Contactless’ machine boosts donations in street collection by nearly 30 per cent

Street collectors for the Pembury branch of the Royal National Lifeboat Institution (RNLI) managed to boost their donations by nearly 30 per cent thanks to a contactless card machine.

The collection at Tesco in Pembury on August 13 netted £711.50 in cash donations, but passers-by also donated £211 through the contactless card machine, the branch’s honorary chairman Peter Chartres told the Times.

Fourteen volunteers took part in the collection for lifeboat funds on the hot Saturday, and raised a total of £930.50 over a 10-hour period.

“This was a massive 76 per cent increase on the same event in August last year – despite the current economic climate, in which personal and family budgets are clearly under pressure,” said Mr Chartres.


“This demonstrates the continuing strong support from our local community for the RNLI particularly during the current holiday season, when the important work of the RNLI Lifeguards on and around our beaches is being recognised,” he stressed.


“We are extremely grateful for the generosity and supportive good wishes expressed by the general public during our collection,” he added, also thanking the volunteer collectors and Tesco staff.

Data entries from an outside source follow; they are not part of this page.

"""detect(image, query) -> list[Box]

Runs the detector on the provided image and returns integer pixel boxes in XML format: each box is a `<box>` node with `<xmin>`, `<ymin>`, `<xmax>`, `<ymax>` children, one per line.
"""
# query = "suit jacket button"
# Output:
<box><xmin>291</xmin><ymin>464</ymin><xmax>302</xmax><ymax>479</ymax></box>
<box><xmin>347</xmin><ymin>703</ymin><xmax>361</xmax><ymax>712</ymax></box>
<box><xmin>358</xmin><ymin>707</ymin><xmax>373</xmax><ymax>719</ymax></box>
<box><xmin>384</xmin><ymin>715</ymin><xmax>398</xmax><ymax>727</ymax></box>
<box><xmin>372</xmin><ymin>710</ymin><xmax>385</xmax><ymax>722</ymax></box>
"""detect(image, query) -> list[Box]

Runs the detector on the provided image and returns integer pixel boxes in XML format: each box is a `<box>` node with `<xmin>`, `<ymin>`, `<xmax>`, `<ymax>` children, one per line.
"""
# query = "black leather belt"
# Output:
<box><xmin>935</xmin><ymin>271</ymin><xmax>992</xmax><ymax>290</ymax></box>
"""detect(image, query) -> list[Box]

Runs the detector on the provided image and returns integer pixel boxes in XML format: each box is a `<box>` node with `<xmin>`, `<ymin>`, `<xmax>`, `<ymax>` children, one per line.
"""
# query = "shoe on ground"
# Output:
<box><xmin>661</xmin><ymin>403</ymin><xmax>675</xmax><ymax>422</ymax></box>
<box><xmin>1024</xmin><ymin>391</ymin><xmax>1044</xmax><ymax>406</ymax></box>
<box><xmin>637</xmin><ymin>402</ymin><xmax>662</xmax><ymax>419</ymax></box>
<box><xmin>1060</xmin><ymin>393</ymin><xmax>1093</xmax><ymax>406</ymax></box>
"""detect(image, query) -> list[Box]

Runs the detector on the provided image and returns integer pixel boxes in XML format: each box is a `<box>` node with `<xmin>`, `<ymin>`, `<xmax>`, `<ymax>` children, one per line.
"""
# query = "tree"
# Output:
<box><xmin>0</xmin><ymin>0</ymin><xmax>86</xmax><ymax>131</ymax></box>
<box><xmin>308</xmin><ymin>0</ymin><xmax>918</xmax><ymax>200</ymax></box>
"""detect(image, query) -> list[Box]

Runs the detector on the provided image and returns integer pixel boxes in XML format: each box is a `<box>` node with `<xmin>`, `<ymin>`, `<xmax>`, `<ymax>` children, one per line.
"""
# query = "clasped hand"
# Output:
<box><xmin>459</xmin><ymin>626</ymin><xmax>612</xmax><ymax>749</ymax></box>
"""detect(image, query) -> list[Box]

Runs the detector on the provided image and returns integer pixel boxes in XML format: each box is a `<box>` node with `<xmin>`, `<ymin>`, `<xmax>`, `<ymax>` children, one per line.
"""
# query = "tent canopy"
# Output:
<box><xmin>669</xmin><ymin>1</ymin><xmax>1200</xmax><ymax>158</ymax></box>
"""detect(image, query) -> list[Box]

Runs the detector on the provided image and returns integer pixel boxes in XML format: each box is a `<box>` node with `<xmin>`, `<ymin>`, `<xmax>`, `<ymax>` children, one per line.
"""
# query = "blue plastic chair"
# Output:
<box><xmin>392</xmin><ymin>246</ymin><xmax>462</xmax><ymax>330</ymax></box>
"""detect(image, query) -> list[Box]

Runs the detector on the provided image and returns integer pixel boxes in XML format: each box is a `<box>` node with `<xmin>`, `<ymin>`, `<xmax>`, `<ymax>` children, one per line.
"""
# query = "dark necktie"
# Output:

This was the second time the branch had used a contactless machine – borrowed from RNLI headquarters, and the change is proving a success, said Mr Chartres.

“Approaching a quarter (22.7 per cent) of the money raised was via the ‘contactless’ card machine,” he confirmed.

On the first trial, in the week leading up to Christmas 2021, contactless donations represented 18 per cent of the total.

The RNLI receives no government help and relies entirely on donations and legacies to keep it running.